Au revoir mon cher petit. Porte-toi bien et sois vainqueur d'un combat dont ton bonheur et le nôtre sera le prix.
Je t'aime tendrement.
J.P."

Correspondance avec sa mère 1887-1905. Marcel Proust
300 yens, en passant.

26.11.09

C'est jeudi !


C'est le jeudi que j'écris à Madame Gâ mais tous les autres jours, et même la nuit, vous pouvez lire nos courriers échangés dans la boîte aux lettres de Nos Jeudis.

25.11.09

Le goût de la pluie

Bien sûr que tout le monde aime écouter la pluie tomber, blotti dans les draps, quand elle est la promesse d'une journée au ralenti, où les théières se succèdent, où les lectures se partagent, où les cheveux se laissent ébouriffer par des mains tendres.
Mais quand cette musique accompagne la sonnerie du réveil et signifie d'avoir les pieds mouillés jusqu'au soir, le nez qui coule et le parapluie qui s'égoutte au milieu de la foule de la Yamanote... Il perd de son charme.
L'idéal, n'est-ce pas d'écouter le bruit de la pluie un jour où il fait beau ?

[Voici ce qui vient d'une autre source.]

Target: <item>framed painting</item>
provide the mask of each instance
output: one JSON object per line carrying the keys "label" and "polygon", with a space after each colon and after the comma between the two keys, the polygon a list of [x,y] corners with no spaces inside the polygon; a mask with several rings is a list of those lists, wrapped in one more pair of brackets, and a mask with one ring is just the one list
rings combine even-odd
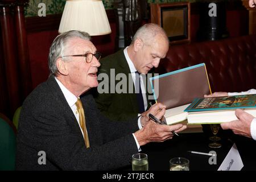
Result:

En voyant le kanji 雨 sur la cassette que la jeune fille timide du film s'apprête à introduire dans le magnétophone, j'ai regretté ne pas avoir eu seule une idée aussi jolie.
(Fine, totally fine (zenzen daijobu) donne aussi envie de manger des saucisses de poisson et de s'accompagner au ukulele pour inventer des chansons sur le bon goût du riz... Entre autres.)

24.11.09

Tuesday self portrait (tiens-toi droite)


J'enclos dans ce bijou de rien reçu avec surprise, tous les instants de fierté, tous les succès mérités, tous les éloges non usurpés.
Ainsi, chaque jour, je me souviens de tout ce qui me fait me tenir droite.
La dignité comme un colifichet, en somme...

23.11.09

No blues last night


Le verbe connaître est d'une totale imprécision puisqu'on peut l'utiliser aussi bien pour parler de quelqu'un à qui on a à peine serré la main que d'une personne qu'on côtoie depuis l'enfance.
Que faut-il savoir des gens avant de se sentir autorisé à dire qu'on les connaît bien ???
L'une des premières choses que j'ai apprises de l'homme que j'aime, c'est qu'il ne redoute pas les lundis matins.

22.11.09

L'heure anglaise (12)

Alors que je ne sais pas encore de quoi sera faite la journée, je plonge ma cuiller dans la mousse à la banane et j'ouvre le journal de Virginia Woolf.
Le temps peut attendre, encore un peu. L'heure est anglaise et, surtout, immobile.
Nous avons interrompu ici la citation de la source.